Ebenfalls führt sie mit diesem Verweis nicht näher aus, wie die Schadensbearbeitung im Unternehmen generell abläuft und wie die Zusammenarbeit mit „IMO Car Wash“ funktioniert. Die „IMO Autopflege GmbH“ reagierte gar nicht auf eine telefonische und schriftliche Anfrage.

Fahrer bleibt hartnäckig: Jetzt gibt Sedgwick Fehler zu

Für Bernd Klemt aus Duisburg-Homberg scheint sich trotzdem etwas zu bewegen. Obwohl er auf den Rechtsweg verzichtet, hat ihn das Thema weiter umgetrieben. Nach mehreren Wochen gesteht Sedgwick nun in einer Mail ein, dass die Bearbeitung von Klemts Felgenschaden nicht ganz fehlerfrei abgelaufen sei.

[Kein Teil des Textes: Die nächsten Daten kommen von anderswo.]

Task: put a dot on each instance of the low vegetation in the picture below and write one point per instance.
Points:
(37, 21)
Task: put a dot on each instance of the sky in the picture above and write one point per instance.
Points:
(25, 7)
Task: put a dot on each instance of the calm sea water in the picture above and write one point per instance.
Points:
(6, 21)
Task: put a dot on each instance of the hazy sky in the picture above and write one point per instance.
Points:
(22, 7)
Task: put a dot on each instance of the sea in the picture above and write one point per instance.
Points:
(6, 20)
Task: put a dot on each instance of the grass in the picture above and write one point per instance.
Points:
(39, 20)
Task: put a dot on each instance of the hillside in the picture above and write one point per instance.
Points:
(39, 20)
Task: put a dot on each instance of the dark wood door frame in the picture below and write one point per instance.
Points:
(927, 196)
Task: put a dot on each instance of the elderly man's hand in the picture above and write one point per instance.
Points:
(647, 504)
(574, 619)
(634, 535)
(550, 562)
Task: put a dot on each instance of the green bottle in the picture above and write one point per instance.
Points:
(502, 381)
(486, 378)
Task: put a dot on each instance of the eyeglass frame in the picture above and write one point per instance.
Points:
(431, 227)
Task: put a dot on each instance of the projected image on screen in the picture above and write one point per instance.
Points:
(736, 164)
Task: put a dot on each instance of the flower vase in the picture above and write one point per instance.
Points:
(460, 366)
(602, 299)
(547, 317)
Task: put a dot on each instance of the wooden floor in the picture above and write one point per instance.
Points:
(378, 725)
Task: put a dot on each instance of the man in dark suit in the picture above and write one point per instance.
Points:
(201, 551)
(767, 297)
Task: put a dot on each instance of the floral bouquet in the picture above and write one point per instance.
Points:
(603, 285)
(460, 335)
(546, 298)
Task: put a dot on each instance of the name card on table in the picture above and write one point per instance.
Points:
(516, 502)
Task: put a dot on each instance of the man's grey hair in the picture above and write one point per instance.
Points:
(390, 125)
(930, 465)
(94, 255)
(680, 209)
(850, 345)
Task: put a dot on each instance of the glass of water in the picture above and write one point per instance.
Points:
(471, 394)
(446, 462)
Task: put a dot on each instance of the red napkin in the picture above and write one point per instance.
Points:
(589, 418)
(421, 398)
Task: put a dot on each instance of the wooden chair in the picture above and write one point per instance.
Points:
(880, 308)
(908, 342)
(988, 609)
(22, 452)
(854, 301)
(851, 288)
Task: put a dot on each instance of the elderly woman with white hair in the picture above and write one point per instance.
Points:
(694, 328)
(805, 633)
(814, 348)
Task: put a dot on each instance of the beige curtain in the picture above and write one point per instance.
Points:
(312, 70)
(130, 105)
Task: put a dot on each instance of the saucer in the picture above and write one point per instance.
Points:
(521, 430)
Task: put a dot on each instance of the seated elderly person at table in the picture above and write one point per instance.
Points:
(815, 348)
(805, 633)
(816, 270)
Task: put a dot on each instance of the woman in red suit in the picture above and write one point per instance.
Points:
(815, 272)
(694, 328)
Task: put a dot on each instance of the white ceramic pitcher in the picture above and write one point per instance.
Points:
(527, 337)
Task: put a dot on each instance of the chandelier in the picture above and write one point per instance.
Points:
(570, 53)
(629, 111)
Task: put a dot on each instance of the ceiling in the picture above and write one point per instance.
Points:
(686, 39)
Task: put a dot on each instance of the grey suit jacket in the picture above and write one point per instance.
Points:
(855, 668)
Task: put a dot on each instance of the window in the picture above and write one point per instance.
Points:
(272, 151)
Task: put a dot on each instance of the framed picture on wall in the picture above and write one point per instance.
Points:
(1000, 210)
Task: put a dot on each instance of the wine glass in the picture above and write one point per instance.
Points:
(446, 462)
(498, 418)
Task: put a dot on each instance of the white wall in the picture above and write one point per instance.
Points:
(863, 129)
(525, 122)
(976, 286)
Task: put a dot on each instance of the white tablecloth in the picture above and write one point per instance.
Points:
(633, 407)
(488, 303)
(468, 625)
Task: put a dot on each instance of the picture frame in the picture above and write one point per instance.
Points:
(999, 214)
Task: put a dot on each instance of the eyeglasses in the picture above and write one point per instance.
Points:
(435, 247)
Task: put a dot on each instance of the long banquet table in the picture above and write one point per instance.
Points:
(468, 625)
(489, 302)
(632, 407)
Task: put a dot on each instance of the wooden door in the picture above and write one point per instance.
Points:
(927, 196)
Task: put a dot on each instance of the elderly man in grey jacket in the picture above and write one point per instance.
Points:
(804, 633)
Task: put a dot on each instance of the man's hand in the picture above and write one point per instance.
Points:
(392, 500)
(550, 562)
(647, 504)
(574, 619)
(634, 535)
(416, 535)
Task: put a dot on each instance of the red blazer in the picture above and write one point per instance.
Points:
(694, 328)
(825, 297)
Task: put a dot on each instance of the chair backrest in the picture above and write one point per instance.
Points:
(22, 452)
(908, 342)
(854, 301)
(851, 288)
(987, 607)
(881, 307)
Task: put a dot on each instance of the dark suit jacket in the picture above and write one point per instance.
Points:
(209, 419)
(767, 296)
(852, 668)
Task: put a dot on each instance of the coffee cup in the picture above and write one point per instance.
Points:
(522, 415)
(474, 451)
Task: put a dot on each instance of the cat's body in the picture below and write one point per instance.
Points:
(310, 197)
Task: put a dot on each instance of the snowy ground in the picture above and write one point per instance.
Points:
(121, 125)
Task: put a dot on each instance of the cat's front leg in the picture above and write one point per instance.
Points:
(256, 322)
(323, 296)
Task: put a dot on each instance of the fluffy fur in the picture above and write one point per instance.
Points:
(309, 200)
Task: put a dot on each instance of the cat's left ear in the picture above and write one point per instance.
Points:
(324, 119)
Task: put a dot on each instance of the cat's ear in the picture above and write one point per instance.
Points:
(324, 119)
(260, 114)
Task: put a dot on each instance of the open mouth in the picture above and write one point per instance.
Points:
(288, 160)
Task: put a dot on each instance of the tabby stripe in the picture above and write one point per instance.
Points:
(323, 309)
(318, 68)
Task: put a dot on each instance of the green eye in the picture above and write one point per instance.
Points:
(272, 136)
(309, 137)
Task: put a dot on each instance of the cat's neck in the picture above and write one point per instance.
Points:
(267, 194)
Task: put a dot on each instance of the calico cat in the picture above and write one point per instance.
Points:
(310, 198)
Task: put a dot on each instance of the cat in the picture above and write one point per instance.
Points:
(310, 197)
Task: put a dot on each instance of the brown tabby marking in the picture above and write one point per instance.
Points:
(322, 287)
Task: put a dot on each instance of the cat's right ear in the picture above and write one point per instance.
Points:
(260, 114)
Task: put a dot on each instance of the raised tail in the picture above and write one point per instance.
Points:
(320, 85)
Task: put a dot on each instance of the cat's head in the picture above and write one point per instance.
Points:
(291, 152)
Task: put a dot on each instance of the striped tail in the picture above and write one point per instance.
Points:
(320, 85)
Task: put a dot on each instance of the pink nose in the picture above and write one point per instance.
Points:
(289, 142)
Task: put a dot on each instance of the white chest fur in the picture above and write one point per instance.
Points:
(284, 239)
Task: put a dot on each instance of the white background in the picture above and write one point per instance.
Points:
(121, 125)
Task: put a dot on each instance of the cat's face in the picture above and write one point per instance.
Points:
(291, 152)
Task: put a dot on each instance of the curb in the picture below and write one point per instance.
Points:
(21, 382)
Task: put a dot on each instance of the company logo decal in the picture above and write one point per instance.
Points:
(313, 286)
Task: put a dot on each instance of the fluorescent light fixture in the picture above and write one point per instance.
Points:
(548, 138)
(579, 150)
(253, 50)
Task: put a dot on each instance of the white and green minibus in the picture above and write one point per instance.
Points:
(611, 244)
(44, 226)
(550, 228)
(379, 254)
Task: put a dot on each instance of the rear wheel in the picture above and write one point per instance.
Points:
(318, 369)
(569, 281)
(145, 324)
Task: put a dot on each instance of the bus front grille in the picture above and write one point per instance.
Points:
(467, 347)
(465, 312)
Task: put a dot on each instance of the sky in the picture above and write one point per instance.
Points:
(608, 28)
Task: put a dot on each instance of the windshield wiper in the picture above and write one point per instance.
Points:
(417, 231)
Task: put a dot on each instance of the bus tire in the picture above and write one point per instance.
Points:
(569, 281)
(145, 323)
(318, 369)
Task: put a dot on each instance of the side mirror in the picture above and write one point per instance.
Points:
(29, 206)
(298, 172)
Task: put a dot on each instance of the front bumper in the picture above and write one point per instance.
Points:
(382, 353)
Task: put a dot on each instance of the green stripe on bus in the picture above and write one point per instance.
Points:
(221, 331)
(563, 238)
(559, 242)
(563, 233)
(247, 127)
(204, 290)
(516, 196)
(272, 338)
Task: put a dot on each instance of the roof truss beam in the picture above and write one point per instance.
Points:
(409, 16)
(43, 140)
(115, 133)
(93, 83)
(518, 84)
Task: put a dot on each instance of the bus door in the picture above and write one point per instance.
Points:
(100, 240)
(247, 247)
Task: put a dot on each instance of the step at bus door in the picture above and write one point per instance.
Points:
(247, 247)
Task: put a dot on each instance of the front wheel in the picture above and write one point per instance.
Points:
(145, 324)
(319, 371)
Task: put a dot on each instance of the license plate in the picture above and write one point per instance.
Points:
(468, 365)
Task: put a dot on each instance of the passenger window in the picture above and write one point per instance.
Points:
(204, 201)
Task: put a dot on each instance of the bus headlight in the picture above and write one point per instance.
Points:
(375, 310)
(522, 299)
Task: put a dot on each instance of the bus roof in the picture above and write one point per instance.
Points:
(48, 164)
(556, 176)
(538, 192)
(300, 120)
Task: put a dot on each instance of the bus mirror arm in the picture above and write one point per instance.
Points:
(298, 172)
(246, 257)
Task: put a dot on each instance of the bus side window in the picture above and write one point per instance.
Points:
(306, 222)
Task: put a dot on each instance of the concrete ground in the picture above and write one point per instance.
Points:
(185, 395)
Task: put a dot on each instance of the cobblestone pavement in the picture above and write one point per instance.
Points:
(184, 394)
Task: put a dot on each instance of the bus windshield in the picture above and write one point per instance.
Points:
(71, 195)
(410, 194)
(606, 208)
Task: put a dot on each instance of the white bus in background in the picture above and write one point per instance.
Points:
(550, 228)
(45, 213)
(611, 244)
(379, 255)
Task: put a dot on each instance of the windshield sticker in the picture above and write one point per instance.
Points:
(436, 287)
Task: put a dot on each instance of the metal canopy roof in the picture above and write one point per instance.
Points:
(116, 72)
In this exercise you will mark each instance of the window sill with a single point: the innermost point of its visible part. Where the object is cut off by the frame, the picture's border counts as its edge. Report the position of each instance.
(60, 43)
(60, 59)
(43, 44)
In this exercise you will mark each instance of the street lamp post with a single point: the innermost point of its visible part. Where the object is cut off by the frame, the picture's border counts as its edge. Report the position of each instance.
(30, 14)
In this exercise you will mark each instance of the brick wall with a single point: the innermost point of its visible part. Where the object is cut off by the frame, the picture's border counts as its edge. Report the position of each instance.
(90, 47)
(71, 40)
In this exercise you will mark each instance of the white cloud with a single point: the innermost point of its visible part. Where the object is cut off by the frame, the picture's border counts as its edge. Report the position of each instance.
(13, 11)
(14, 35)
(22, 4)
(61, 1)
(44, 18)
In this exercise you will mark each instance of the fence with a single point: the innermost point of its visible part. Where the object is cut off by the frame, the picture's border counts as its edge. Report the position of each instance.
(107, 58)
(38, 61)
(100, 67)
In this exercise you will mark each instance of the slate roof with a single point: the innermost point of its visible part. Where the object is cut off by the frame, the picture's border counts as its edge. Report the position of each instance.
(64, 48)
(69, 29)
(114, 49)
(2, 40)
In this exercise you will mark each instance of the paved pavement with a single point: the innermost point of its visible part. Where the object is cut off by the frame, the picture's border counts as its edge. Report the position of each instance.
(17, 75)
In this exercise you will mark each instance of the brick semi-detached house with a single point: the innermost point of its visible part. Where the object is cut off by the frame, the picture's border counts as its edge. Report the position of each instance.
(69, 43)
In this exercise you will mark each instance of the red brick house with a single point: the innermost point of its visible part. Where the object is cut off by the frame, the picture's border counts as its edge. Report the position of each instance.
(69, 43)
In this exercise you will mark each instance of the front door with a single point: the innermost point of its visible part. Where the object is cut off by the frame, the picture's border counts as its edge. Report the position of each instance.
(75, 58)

Der Waschstraßenbetreiber habe ursprünglich keinen Schaden an der Anlage gemeldet, heißt es. In Verbindung mit der ermittelten Reifenhöhe sei Sedgwick zum Schluss gekommen, dass der Schaden nicht im Zusammenhang mit einem technischen Defekt steht. Jetzt habe das Unternehmen aber noch mal mit dem Betreiber gesprochen, die Fotos ausgewertet und dadurch festgestellt, dass die Ausfahrtklappe tatsächlich defekt war.

Im Schreiben wurde Klemt aufgefordert, einen Kostenvoranschlag zu schicken. Noch am selben Tag bekam er von Sedgwick eine Zahlungsbestätigung. Zumindest in seinem Fall scheint sich die Hartnäckigkeit ausgezahlt zu haben.